WHO Director-General Dr. Margaret Chan said there was no definitive proof that the Zika virus, spread by mosquitoes, is responsible for the birth defects, but the level of alarm is extremely high.

Zika Virus

  • Zika virus is a mosquito-transmitted infection related to dengue, yellow fever and West Nile virus.

  • Symptoms are mild and include fever, rash, joint pain and conjunctivitis (red eyes).

  • Just one in five people infected becomes ill. Hospitalisation is uncommon and deaths are rare.

  • Zika is primarily spread through the bite of an infected Aedes species of mosquito.

  • Pregnant women can also pass the virus to their babies during pregnancy, but how and when this happens is unclear.

  • Those infected can pass the virus on through a mosquito bite for about seven days after infection.

  • There are no reports of transmission through breastfeeding, but in a few cases the virus has been reported to have been passed on through blood transfusion.

  • A blood or tissue sample from the first week of the infection must be sent to an advanced laboratory.

  • The virus can be detected through sophisticated molecular testing that seeks out the active virus, which lasts in the body for about a week.

  • Research is being done to develop a rapid test which could look for antibodies after a patient has recovered from the virus, making it possible to test for immunity.

  • There is no vaccine or specific medicine currently available and treatment is normally focused on relieving the symptoms.

Indian Biotech Firm Develops Two Vaccines for Zika Virus

Indian scientists say they have developed two vaccines for the Zika virus, which is linked to underdeveloped brains in babies. The two vaccines, developed by Bharat Biotech International in Hyderabad, India, were created following research that began nine months ago. On Zika, it is probably the first vaccine company in the world to file a vaccine candidate patent about nine months ago.

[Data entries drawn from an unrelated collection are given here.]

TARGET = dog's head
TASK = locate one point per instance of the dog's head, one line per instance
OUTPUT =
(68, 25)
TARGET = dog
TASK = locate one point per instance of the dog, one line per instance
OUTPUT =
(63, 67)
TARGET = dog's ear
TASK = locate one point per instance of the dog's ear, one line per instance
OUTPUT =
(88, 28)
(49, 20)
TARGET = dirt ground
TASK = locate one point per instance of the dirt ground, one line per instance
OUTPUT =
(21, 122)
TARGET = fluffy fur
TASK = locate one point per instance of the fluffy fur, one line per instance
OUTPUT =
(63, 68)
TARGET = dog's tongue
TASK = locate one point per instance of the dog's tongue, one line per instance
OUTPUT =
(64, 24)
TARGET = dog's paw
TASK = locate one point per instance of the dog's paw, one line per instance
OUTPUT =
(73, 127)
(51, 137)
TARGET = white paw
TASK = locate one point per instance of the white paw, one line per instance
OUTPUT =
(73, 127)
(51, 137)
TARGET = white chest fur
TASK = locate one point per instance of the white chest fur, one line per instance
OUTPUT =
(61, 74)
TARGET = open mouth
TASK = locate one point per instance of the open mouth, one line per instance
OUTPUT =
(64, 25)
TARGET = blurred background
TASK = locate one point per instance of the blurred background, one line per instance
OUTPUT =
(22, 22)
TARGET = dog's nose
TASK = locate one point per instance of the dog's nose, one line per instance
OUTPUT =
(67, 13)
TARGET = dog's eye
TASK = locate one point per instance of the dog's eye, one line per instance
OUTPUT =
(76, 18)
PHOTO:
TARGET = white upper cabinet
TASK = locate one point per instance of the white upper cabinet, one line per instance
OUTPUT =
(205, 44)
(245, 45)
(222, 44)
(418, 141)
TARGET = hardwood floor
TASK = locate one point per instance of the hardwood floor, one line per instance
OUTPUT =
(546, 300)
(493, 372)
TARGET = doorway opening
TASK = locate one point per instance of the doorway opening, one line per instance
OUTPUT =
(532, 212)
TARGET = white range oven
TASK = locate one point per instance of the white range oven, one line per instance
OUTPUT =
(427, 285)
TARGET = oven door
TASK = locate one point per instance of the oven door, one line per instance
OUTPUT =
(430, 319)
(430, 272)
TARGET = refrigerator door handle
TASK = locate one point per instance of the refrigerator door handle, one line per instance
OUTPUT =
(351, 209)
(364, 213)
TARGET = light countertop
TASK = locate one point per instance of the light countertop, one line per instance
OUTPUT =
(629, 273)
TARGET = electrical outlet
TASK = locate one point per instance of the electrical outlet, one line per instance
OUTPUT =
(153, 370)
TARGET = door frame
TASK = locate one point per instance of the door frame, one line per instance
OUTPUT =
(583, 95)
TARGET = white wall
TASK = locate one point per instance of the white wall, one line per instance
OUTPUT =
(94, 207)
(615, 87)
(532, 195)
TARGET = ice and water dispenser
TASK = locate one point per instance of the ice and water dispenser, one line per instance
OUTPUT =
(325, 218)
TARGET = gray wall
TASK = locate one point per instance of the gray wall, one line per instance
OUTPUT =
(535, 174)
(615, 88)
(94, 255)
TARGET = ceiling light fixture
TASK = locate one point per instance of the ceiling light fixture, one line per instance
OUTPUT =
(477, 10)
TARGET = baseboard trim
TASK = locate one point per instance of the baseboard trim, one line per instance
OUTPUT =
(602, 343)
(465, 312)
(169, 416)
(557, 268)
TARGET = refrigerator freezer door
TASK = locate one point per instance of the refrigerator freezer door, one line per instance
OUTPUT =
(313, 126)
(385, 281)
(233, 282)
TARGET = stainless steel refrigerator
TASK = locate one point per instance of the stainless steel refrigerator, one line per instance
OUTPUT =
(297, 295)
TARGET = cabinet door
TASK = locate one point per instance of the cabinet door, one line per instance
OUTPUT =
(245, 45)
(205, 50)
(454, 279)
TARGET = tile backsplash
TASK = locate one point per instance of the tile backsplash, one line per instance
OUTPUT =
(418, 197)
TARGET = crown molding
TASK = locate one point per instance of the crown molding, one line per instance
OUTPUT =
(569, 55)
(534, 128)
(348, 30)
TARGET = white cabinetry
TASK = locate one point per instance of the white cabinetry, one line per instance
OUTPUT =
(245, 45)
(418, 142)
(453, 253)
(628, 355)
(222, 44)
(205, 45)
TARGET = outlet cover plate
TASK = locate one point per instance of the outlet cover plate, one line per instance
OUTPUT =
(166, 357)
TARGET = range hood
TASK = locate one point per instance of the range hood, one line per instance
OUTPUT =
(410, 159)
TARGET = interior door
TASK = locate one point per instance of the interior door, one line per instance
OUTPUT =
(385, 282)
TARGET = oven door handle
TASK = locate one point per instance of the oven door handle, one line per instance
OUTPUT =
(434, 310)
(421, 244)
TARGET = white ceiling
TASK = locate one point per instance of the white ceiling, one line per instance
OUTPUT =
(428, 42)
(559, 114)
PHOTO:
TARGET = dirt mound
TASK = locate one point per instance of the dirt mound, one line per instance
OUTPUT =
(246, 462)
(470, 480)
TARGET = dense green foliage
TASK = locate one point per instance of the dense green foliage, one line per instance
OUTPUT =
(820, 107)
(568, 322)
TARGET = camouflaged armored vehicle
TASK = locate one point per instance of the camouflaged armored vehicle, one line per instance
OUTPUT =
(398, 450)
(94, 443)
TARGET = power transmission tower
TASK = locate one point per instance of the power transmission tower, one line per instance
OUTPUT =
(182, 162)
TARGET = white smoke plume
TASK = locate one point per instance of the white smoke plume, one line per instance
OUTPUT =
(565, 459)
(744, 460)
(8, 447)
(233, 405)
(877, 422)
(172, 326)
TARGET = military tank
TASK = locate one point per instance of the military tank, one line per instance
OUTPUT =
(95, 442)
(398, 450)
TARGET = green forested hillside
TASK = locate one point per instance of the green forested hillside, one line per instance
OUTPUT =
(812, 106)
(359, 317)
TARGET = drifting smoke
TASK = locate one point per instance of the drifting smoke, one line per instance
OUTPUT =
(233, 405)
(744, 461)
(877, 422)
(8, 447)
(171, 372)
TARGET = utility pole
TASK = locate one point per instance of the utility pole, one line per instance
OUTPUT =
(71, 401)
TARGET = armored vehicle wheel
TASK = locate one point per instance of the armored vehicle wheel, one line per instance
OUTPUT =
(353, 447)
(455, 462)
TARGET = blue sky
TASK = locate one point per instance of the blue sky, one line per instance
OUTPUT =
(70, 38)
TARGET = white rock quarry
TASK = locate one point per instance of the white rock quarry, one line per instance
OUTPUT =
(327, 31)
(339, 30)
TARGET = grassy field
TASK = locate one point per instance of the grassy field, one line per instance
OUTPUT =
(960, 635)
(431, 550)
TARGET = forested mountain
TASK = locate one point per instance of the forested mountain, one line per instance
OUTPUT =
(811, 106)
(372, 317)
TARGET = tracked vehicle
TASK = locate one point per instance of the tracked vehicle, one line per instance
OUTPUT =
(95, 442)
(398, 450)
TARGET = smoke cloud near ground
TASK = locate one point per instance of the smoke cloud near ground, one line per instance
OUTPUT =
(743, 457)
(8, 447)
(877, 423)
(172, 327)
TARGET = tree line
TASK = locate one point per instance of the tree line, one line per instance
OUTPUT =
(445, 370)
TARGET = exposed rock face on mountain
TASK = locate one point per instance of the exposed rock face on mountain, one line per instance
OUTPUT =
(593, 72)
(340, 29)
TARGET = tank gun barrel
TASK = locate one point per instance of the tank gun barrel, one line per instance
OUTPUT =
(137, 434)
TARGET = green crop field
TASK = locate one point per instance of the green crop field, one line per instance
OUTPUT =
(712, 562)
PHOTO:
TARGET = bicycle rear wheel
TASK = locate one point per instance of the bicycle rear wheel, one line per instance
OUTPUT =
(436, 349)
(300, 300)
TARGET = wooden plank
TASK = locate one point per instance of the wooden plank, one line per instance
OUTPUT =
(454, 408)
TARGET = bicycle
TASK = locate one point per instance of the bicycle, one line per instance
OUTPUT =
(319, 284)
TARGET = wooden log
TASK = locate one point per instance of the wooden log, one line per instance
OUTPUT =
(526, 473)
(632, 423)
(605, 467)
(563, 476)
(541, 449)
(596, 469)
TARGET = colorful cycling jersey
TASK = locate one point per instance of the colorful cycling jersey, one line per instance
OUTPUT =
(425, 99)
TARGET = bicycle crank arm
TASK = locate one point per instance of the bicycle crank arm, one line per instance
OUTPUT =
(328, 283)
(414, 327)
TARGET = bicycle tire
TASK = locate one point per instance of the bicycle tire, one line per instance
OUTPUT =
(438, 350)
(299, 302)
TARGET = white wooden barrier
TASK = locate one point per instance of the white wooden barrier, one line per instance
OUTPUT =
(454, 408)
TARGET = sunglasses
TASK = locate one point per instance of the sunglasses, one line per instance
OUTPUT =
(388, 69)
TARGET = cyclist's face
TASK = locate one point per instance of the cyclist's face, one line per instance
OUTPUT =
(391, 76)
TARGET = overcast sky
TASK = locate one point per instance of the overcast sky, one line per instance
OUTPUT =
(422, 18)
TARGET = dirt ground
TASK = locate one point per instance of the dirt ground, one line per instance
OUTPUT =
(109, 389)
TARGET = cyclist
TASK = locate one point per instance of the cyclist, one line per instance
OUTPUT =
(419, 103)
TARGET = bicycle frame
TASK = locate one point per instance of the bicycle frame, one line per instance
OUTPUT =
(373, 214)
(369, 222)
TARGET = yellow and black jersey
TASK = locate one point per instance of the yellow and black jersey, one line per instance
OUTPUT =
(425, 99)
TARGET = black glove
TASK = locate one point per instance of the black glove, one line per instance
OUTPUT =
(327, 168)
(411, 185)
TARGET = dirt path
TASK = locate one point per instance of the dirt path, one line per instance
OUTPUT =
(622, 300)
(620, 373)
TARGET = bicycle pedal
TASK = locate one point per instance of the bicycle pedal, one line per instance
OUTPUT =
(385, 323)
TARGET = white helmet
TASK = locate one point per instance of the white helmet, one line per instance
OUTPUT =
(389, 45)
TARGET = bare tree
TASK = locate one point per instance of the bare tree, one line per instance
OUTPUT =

The formulated inactivated vaccine is expected to elicit a strong antibody response as researchers see humoral immunity offering a primary defense against Zika infection. They will now be tested in animal and human trials. If those trials are successful, a vaccine could become available to the public in around four months. The best case scenario is that the biotech firm could make one million doses in that time. Research into the vaccines began after the biotech firm legally imported a live Zika virus into the country last year.